RODERIC DUNNETT is impressed with a
new production of 'The Queen of Spades'


Only two seasons ago Welsh National Opera confirmed what a tense, gripping, overawing orchestral score Tchaikovsky's Pikovaya Dama (The Queen of Spades) is. Now that other centre of UK operatic excellence, Manchester's Royal Northern College of Music, has served up its own new production, bristling with life (or death) and admirably sung and acted. The overture alone has the grandeur, majesty -- and also darkness -- of Tchaikovsky's great last symphonies; and if the young players lacked the staggering depth and insight and wealth of detail of the WNO orchestra inspired to rare heights by Vladimir Jurowski, from the start you knew there would be some fine instrumental playing to come.

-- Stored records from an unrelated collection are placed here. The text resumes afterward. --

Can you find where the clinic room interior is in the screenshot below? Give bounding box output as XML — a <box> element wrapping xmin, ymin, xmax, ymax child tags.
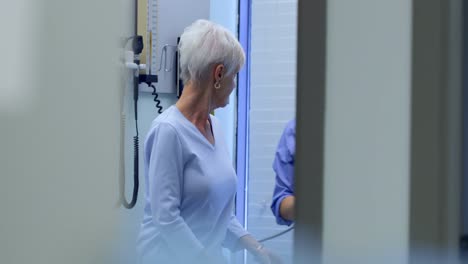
<box><xmin>0</xmin><ymin>0</ymin><xmax>468</xmax><ymax>264</ymax></box>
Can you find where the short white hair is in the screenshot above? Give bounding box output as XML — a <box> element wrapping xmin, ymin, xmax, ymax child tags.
<box><xmin>179</xmin><ymin>19</ymin><xmax>245</xmax><ymax>83</ymax></box>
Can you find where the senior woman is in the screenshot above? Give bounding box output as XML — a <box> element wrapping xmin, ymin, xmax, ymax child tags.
<box><xmin>138</xmin><ymin>20</ymin><xmax>280</xmax><ymax>264</ymax></box>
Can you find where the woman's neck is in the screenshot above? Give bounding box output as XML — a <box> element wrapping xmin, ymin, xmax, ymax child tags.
<box><xmin>176</xmin><ymin>82</ymin><xmax>214</xmax><ymax>130</ymax></box>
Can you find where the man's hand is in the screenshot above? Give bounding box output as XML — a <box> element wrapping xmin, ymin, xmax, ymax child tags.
<box><xmin>280</xmin><ymin>195</ymin><xmax>296</xmax><ymax>221</ymax></box>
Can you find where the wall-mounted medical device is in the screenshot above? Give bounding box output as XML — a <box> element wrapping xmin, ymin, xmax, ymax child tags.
<box><xmin>140</xmin><ymin>0</ymin><xmax>210</xmax><ymax>94</ymax></box>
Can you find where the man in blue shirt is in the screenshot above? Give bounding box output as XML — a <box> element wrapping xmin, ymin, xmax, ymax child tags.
<box><xmin>271</xmin><ymin>119</ymin><xmax>296</xmax><ymax>225</ymax></box>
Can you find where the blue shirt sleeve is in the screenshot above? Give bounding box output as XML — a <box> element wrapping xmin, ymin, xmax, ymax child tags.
<box><xmin>271</xmin><ymin>120</ymin><xmax>296</xmax><ymax>225</ymax></box>
<box><xmin>147</xmin><ymin>123</ymin><xmax>204</xmax><ymax>258</ymax></box>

Hubert Francis (Hermann) with Richard Wiegold (Surin, right) in the 2002 RNCM production of 'The Queen of Spades'

The opera as a whole, as Stephen Johnson has aptly described it, is extraordinarily prophetic, 'poised between Imperial grandeur and post-Revolutionary austerity'. Its centrepiece is Hermann, the down-on-his-luck ex-soldier, whose obsessive pursuit of a lottery win leads him to cause the death (unlike Dostoievsky's Raskolnikov, not murder, but manslaughter) of a forbidding old Countess whose arcane knowledge of three cards purportedly holds the key to card-table victory and fortune. Only at the end does she (or rather, Fate) triumph, by her (posthumous) substitution of a leering Queen of Spades for the needed final Ace.